Fälle aus der orthopädischen Praxis
Mit der Verbesserung der Diagnostik durch die MRT und die veränderten Lebensstile (Ernährung und Bewegung) sind in letzter Zeit vermehrt Patienten mit Stressfrakturen in der orthopädischen Praxis zu sehen. Hier werden nun drei unterschiedliche Stressfrakturen beziehungsweise -reaktionen am Knochen dargestellt.
Fallbeispiel 1
21-jährige Studentin, die im Oktober 2012 vom Hausarzt wegen Beschwerden in meine orthopädische Praxis überwiesen wurde. Die Patientin wies einen BMI von 24,6 auf, gab keine Vorerkrankungen in der Anamnese an und berichtete, im Sommer den Jakobsweg absolviert zu haben. Seitdem würden die Beschwerden im rechten Fuß bestehen. Die umgehend angefertigten Röntgenaufnahmen des rechten Fußes zeigten eine Stressfraktur am Metatarsale 2 (2. Mittelfußknochen) mit schon bestehender Kalluswolke, aber noch erkennbarer Frakturlinie. Die Behandlung erfolgte durch Verordnung eines Vorfußentlas-tungsschuhes. Die Kontrollröntgenaufnahmen im November 2012 zeigten einen vollständigen Frakturdurchbau mit weiterhin bestehender Kalluswolke.
Fallbeispiel 2
Die damals 30-jährige Patientin hatte im Juli 2006 am Metatarsale 2 (2. Mittelfußknochen) des linken Fußes eine Stressfraktur erlitten. Sie heilte durch Entlastung (Post-Op-Schuh) mit einer deutlichen Kalluswolke knöchern aus. Anschließend war ein beschwerdefreies Laufen möglich. Im August 2015 stellte sich die nun mehr 39-jährige Patientin, die als Verkäuferin in einem Modegeschäft überwiegend stehend arbeitet, mit Beschwerden im rechten Mittelfuß vor. Aufgrund der Anamnese und ihrer Vorgeschichte – Stressfraktur links – wurden sofort Röntgenaufnahmen angefertigt. Diese zeigten jedoch einen unauffälligen Befund. Daraufhin wurde eine MRT-Untersuchung veranlasst bei der eine Stressreaktion am Metatarsale 2 distal metaphysär nachgewiesen wurde. Es gelang, durch Entlastung mit einem Vorfußentlastungsschuh, eine zeitnahe Schmerzfreiheit zu erreichen.
Fallbeispiel 3
32-jähriger, schlanker Student mit einem BMI von 19,2, der sich wegen seit zwei Monaten bestehender Beschwerden im rechten Kniegelenk vorstellte. Bei der Anamneseerhebung gab er an, Freizeitfußballspieler mit hoher Trainings- und Spielintensität zu sein. An ein Trauma im Rahmen des Fußballspiels konnte er sich nicht erinnern. Die Schmerzen wurden sehr umschrieben im Bereich des lateralen Gelenkspalts angegeben.

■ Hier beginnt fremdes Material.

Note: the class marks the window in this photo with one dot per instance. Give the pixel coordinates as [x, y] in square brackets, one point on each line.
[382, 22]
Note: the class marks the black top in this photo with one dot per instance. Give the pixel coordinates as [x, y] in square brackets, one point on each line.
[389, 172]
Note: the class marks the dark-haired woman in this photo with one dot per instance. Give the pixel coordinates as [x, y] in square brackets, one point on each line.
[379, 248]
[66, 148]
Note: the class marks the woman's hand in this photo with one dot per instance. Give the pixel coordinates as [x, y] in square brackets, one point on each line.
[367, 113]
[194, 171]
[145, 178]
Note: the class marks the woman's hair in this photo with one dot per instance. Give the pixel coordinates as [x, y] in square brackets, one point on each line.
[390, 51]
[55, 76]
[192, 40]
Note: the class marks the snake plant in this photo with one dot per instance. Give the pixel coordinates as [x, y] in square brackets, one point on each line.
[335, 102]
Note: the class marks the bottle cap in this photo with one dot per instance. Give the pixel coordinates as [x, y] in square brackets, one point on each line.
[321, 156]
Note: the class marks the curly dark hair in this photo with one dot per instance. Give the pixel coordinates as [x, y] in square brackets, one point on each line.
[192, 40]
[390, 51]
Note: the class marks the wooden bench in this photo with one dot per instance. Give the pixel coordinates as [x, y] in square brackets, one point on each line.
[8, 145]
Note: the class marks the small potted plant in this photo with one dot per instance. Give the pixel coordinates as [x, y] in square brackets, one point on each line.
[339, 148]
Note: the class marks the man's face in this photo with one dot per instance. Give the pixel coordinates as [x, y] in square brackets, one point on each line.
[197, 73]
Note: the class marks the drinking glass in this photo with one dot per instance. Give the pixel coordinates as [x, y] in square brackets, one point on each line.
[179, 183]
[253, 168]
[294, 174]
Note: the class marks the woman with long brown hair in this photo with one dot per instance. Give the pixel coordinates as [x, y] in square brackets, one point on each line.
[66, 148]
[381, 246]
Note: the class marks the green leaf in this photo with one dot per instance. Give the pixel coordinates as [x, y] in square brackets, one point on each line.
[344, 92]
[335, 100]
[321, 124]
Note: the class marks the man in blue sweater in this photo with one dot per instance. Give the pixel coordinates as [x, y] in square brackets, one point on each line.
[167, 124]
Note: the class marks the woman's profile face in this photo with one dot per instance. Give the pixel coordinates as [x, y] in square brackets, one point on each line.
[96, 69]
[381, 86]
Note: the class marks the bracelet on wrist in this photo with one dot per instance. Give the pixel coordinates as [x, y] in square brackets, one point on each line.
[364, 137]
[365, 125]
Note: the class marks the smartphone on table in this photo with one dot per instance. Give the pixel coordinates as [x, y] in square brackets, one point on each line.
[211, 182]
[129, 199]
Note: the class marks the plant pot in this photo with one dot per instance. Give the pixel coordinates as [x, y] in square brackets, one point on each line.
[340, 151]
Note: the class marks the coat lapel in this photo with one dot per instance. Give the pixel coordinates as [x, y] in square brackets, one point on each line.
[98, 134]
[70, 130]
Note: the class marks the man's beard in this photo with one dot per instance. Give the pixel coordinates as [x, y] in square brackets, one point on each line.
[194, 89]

Die körperliche Untersuchung zeigte einen umschriebenen Druckschmerz unterhalb des lateralen Kniegelenkspaltes am Tibiakopf. Ein Gelenkerguss bestand nicht. Die Meniskuszeichen waren negativ; die Stabilitätstests zeigten stabile Seiten- und Kreuzbänder. Die Röntgenaufnahmen des rechten Kniegelenkes in zwei Ebenen zeigten eine Doppelkontur im lateralen Tibiakopf. Aufgrund dieser Befundkonstellation und der anamnestischen Angaben wurde eine MRT-Untersuchung des Kniegelenks durchgeführt. Diese zeigte ein Knochenmarksödem an der proximalen Tibia- und Fibulaepiphyse und am Condylus lateralis im Sinne einer Stressreaktion beziehungsweise Mikrofraktur der Spongiosa. Der übrige MRT-Befund war unauffällig.
Die Behandlung erfolgte durch Entlas-tung des Kniegelenks, durch Sportkarenz, sowie Versorgung einer Kniegelenksbandage bei weiterhin voller Belastung des Kniegelenks bei Stand und Gang. Dadurch kam es in einem Verlauf von vier Wochen zu einer deutlichen Beschwerdebesserung.